Annotated Take-Home Walkthroughs

Data Engineer Take-Home Examples

Six real data engineer take-home assignments (paraphrased and de-identified), each with the prompt, an example solution, the rubric the company graded against, and the annotated walkthrough of where most candidates lose points. Sourced from candidate-shared take-homes between 2024 and 2026 across 19 companies. Pair with the complete data engineer interview preparation framework for round-by-round prep.

The Short Answer
Take-home assignments are graded on a hidden rubric: correctness (30%), code quality (20%), repo structure (15%), written explanation (20%), and one differentiator (15%). The examples below show each rubric dimension scored 5/5 in context. The single biggest pattern across winning submissions: the README is graded as heavily as the code. See how to pass the Data Engineer take-home for the framework, then use these examples as reference.
Updated April 2026·By The DataDriven Team

Example 1: Stripe-Style Reconciliation Pipeline (8 hours)

A small payments company asks: 'Build a reconciliation pipeline that ingests transactions, refunds, and chargebacks and produces a daily report of any mismatch.'

Prompt

What the company sent

Three CSV files: transactions (1M rows), refunds (50K rows), chargebacks (5K rows). Build a Python pipeline that produces (1) a per-merchant daily revenue report and (2) a list of any transactions where the refund amount exceeds the original transaction. Time budget: 8 hours. Deliver as a git repo. README required.
Winning Repo Structure

What 5/5 looked like

recon-pipeline/
├── README.md            # 5-min walkthrough, runs in 30 sec
├── Makefile             # make install, make run, make test, make report
├── pyproject.toml       # pinned Python 3.11, polars, click, pytest
├── data/
│   ├── input/           # the 3 CSVs
│   └── output/          # generated reports (gitignored)
├── src/
│   └── recon/
│       ├── __init__.py
│       ├── ingest.py    # CSV -> polars DataFrame, schema validated
│       ├── transform.py # joins, merchant aggregation
│       ├── checks.py    # refund > txn anomaly detection
│       ├── report.py    # CSV + markdown output
│       └── cli.py       # click-based entrypoint
├── tests/
│   ├── conftest.py
│   ├── test_transform.py
│   └── fixtures/        # 30-row sample of each input
└── docs/
    └── design.md        # how I would productionize this
Where Candidates Lose Points

The traps in this take-home

Trap 1: Not handling refunds across day boundaries. A transaction on day 1 with refund on day 3 needs to be reported in day 1's revenue (most candidates report it in day 3). Document your choice.

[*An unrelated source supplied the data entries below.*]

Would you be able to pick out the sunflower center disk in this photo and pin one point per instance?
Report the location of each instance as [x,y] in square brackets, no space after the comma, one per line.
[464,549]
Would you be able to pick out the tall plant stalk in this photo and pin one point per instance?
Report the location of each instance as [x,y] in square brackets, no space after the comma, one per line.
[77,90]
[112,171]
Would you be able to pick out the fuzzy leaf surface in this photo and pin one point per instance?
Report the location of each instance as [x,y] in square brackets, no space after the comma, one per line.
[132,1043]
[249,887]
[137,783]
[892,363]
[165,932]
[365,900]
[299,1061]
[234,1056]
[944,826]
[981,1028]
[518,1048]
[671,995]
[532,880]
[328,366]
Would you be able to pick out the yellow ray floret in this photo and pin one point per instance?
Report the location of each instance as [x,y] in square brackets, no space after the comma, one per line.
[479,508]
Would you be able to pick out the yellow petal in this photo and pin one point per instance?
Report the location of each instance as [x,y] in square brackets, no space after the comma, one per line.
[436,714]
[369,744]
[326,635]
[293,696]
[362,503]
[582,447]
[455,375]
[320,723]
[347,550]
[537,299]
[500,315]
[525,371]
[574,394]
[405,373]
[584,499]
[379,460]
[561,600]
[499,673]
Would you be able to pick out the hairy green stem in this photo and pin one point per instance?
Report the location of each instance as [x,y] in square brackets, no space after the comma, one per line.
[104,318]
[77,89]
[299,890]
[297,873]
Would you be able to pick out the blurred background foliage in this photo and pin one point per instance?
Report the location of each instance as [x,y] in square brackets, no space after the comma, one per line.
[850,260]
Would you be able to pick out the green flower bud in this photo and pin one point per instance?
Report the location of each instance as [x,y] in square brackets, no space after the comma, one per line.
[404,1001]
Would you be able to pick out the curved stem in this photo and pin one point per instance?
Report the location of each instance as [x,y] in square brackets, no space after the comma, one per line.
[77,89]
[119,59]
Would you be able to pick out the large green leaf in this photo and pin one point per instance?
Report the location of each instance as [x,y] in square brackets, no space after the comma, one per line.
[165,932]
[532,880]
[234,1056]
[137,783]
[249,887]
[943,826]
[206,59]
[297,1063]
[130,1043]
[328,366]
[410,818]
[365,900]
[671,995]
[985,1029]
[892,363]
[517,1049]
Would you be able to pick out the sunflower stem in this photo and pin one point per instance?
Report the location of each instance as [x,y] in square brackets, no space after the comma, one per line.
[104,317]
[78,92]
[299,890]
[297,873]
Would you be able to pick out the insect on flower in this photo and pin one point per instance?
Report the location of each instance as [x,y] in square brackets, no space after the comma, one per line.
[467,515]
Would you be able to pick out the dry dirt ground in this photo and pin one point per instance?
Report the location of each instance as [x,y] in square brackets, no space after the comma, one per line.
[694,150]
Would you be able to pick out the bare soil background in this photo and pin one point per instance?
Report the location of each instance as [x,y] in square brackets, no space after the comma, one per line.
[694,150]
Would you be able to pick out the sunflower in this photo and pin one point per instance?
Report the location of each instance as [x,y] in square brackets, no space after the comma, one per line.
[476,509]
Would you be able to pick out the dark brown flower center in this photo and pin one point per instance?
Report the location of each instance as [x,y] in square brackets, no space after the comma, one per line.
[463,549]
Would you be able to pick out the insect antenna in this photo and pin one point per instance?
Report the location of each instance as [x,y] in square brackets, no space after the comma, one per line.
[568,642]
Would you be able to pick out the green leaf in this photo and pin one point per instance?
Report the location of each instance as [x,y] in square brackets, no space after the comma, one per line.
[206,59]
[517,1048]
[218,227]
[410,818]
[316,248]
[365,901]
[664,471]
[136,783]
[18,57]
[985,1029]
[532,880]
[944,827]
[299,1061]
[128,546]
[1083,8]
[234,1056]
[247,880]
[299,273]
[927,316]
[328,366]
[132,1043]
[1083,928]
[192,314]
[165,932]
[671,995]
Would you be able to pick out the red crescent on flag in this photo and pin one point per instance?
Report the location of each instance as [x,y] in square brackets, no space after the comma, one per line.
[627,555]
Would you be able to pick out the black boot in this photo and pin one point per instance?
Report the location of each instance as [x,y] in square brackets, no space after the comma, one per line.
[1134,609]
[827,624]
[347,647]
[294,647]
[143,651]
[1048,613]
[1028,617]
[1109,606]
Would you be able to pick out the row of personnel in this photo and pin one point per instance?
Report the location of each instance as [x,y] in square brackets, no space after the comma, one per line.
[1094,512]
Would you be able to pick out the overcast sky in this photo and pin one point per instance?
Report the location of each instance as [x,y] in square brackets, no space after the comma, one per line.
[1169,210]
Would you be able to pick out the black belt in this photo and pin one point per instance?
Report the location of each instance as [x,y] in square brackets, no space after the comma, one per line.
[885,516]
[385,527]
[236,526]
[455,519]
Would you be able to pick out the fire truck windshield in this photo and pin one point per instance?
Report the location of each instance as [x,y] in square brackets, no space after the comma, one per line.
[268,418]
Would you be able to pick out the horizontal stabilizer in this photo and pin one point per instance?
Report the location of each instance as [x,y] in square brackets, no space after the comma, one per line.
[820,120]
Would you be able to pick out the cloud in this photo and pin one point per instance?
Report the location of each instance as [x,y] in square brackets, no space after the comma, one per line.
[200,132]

Trap 2: Using floats for currency. Use Decimal or integer cents. Half the failed submissions hit precision bugs at scale.

Trap 3: Not documenting how you would deploy this. Graders explicitly look for the productionization section in the README. Half a page on Airflow DAG, on-call setup, and SLA.

Example 2: Airbnb-Style Listing Search Backend (8 hours)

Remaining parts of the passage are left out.